Mysql – Database architecture for interactions between users (8B rows, 1TB of data)

Architecturedatabase-designMySQLnosql

I'm saving an interactions table between two users. I have two interaction types, and each interaction can happen more than once. The easiest reference would be Facebook Likes and comments on posts: User1 did two likes, and 1 comment on User2.

I would also like basic query abilities, like all users that interacted with User1, and users User1 has interacted with sorted by how many interactions.

I'm currently saving this in MySQL, and things have been going well, but as the table is getting big (7.5B rows, 1TB total disk space divided equally between data and indexes), INSERTS have become very slow. Can take up to a minute for 1k rows.
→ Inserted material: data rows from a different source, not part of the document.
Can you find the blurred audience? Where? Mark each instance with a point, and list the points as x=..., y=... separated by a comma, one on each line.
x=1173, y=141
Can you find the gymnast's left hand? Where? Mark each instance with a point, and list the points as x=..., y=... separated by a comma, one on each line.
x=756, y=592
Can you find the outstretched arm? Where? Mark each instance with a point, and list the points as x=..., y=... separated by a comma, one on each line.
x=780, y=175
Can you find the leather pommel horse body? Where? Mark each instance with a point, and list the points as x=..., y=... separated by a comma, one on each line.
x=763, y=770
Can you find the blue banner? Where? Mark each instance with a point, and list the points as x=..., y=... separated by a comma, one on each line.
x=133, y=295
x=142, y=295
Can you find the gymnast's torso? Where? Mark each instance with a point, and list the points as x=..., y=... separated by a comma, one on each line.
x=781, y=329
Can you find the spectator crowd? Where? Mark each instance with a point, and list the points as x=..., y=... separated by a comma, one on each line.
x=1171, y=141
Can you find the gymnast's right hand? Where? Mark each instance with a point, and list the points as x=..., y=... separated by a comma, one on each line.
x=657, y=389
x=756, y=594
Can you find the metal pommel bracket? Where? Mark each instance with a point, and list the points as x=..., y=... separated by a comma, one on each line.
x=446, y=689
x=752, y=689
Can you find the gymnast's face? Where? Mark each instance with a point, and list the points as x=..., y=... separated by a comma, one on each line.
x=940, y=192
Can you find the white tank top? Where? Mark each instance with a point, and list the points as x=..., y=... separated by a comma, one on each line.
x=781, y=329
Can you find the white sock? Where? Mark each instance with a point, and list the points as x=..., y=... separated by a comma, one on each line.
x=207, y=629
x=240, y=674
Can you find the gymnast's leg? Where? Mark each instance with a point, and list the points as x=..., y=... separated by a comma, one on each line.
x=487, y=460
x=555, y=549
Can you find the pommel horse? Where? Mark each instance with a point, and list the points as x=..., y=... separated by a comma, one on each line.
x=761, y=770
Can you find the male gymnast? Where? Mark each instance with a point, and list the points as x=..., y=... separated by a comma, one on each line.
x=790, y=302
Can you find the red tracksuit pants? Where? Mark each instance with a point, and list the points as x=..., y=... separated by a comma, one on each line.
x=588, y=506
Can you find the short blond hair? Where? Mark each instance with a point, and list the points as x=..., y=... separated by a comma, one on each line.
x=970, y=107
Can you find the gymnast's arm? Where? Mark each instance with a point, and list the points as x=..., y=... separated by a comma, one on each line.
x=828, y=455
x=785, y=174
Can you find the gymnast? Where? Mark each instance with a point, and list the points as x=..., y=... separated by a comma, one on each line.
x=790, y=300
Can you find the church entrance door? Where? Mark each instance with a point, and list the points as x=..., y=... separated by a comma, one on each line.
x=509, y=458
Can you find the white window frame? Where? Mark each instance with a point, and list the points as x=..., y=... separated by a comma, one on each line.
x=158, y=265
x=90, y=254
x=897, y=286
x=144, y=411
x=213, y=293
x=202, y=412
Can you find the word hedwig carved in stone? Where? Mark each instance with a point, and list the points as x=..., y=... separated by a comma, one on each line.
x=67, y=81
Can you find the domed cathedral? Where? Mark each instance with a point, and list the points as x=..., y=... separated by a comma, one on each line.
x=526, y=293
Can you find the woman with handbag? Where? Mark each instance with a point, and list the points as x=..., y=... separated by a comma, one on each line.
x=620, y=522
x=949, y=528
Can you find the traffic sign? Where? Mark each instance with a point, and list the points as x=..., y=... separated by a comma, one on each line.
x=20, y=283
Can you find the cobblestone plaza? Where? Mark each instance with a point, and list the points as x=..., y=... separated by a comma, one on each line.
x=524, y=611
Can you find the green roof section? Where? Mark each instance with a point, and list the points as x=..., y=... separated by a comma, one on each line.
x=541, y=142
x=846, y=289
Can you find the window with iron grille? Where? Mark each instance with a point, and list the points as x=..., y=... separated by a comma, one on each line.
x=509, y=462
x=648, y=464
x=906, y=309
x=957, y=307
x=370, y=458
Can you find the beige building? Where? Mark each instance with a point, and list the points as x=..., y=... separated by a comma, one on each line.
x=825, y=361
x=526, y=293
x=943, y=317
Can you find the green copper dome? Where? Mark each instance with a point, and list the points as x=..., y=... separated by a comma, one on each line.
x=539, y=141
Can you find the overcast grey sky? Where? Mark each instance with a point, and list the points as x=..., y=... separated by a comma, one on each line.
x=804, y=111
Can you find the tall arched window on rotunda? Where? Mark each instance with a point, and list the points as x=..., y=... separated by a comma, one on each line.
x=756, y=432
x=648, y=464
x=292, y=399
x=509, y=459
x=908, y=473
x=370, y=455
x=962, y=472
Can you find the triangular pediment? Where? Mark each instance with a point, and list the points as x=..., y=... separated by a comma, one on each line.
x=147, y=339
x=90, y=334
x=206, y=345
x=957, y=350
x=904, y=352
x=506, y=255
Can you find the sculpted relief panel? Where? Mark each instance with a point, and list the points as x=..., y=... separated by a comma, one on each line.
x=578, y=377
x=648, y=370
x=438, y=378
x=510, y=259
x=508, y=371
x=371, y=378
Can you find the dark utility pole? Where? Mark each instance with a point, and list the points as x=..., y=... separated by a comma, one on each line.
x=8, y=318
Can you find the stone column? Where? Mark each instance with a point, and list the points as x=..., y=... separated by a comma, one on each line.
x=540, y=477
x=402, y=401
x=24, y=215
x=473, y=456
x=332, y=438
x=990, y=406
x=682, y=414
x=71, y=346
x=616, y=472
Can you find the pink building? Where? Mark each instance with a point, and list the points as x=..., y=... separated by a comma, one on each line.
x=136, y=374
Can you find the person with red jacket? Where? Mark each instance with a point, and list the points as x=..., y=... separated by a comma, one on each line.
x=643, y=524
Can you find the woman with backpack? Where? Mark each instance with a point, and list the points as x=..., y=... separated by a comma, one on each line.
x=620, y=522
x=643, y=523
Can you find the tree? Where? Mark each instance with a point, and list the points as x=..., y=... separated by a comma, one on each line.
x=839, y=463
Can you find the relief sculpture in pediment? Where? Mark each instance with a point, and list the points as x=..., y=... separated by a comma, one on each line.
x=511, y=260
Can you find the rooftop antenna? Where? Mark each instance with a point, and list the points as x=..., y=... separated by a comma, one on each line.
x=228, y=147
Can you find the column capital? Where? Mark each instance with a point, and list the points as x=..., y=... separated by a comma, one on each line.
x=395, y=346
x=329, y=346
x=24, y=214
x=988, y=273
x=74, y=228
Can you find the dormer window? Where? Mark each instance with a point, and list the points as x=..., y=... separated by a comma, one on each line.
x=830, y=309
My Current Table Structure:

 CREATE TABLE `interactions` (
  `user_id_to` bigint(11) unsigned NOT NULL,
  `user_id_from` bigint(11) unsigned NOT NULL,
  `type2counter` tinyint(11) unsigned NOT NULL DEFAULT '0',
  `counter` smallint(11) unsigned NOT NULL,
  `updated` date NOT NULL,
  PRIMARY KEY (`user_id_to`,`user_id_from`),
  KEY `uid_from` (`user_id_from`),
  KEY `uid_to_counter` (`user_id_to`,`counter`)
) ENGINE=InnoDB DEFAULT CHARSET=utf8;

Edit: Insert look like this:

INSERT INTO interactions
     (user_id_to, user_id_from, counter, updated)
   VALUES 
     ('2266931634','3180832729','3',NOW() ), 
     ('2266931634','3133897242','1',NOW() ), 
     ('2266931634','3207247957','1',NOW() ),  
     ('2266931634','3520390476','1',NOW() ), 
     ('2266931634','3631954079','1',NOW() ), 
     ('2266931634','3687475949','1',NOW() ), 
     ('2266931634','3627629761','1',NOW() ), 
     ('2266931634','3779990751','1',NOW() ), 
     ('2266931634','4071753134','1',NOW() ), 
     ('2266931634','4290900946','3',NOW() ) 
    ON DUPLICATE KEY UPDATE
             counter=counter+VALUES(counter),
             updated=NOW()

MySQL version: 5.6.19

Best Answer

Something wrong with that! There is no column counter??

But, assuming you meant one of the existing counters...

  • Having the counter in an index, and updating the counter frequently --> double the work. Once to update the table, once to update the index.

  • Since the first part of the PRIMARY KEY is user_id_to, you have a very good way of locating the counter given the user_id_to. So, DROP that index. This will speed things up considerably.

Something else to check... innodb_buffer_pool_size should be about 70% of RAM. What are the value of those?

PARTITIONing is very unlikely to help. Given a good index, partitioning is no faster because it is essentially turns a 1-step process (look up in the index) into a 2-step process: first find the partition ("pruning"), then use the index in that partition.

If possible, use either LOAD DATA or "batch" INSERTs.

What do the INSERTs look like? Perhaps INSERT ... ON DUPLICATE KEY UPDATE? For batching, that might be best done by creating a tmp table, then using IODKU with a SELECT on the tmp table. More on high speed ingestion.

Some things look fishy, please provide specifics on the inserts, updates, and selects.